A major component of sustainability is the measurement of GHG emissions from your operations
(Vocus) September 15, 2010
AIAG, a not-for-profit, member-supported organization that brings companies and their suppliers together to work collaboratively on projects that impact supply chain efficiency, product quality, corporate reputation and a host of other issues, is hosting a Greenhouse Gas (GHG) Emission Inventory Guideline symposium at the Management Education Center in Troy, Mich., on Tues., Sept. 28, 2010 from 9 a.m. to 4 p.m. The seminar is open to all interested companies. Registration information is available at http://www.aiag.org.
“A major component of sustainability is the measurement of GHG emissions from your operations” said J. Scot Sharland, AIAG executive director. “Our symposium will help companies understand how this shift from mass production to lean production and now to sustainable production involves GHG emission estimation.
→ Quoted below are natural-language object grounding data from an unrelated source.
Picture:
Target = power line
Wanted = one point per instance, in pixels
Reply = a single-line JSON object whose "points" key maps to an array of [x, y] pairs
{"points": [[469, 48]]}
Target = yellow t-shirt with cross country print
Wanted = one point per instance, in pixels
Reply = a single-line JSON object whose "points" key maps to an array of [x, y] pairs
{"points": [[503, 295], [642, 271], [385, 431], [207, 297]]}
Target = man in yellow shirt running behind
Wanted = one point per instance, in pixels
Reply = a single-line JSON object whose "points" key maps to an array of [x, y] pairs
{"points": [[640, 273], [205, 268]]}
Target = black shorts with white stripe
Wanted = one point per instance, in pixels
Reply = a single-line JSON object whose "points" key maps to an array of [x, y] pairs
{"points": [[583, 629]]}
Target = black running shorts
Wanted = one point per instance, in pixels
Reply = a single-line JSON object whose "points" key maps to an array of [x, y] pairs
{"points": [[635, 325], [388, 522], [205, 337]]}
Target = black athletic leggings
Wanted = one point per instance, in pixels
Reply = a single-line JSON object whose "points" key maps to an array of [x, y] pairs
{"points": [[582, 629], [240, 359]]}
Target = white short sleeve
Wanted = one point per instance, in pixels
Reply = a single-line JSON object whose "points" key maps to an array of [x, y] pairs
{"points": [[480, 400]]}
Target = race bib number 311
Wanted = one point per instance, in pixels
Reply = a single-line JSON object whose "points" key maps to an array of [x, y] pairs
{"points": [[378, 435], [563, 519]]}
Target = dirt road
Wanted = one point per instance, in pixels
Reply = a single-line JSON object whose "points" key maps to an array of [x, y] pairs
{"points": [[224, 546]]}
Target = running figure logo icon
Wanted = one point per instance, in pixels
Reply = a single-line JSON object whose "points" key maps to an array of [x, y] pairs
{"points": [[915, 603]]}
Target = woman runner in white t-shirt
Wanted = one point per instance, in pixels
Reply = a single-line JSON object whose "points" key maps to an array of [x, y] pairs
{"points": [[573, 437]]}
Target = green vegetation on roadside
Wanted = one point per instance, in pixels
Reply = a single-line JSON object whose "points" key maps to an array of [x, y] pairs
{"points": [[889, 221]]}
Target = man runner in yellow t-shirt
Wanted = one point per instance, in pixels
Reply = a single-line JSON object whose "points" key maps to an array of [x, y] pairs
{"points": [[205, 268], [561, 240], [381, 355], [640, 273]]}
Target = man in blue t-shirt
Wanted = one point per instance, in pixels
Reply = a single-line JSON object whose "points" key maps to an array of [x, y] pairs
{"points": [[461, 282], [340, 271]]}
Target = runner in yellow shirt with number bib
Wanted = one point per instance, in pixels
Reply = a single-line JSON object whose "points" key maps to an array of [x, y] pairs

It will provide attendees with insights into the strategies and tools for collecting emissions data, and highlight best practices developed by global leaders in the field.”
Presenters at the symposium include representatives from AIAG, General Motors Company, Ford Motor Company, Honda of America Manufacturing, TRW Automotive, GZA GeoEnvironmental, Inc., and the World Resources Institute.
Under current federal law, entities that annually generate or emit at least 25,000 metric tons of carbon dioxide equivalents, which includes gases such as methane, nitrous oxide or several fluorinated gases, must measure and report their emissions to the EPA or face fines of up to $37,500 per day for each violation.
The reporting threshold is equivalent to the annual GHG emissions from approximately 4,600 passenger vehicles. Entities covered under the new rules include fossil fuel-fired power plants, landfills, fuel production facilities, chemical plants, steel and aluminum works, cement factories and large livestock operations. Data collection for motor vehicle and engine manufacturers begins in 2011.
AIAG was founded in 1982 by General Motors, Ford Motor Company and Chrysler Corp. to develop and share best practices to create a leaner, more efficient supply base. Since then, AIAG has grown and evolved to address increasingly complex global supply chain, manufacturing and quality issues, and now has tools and processes that can help diverse industries improve their performance, by protecting and enhancing corporate reputations, rooting out waste and inefficiency, uncovering cost savings and improving quality.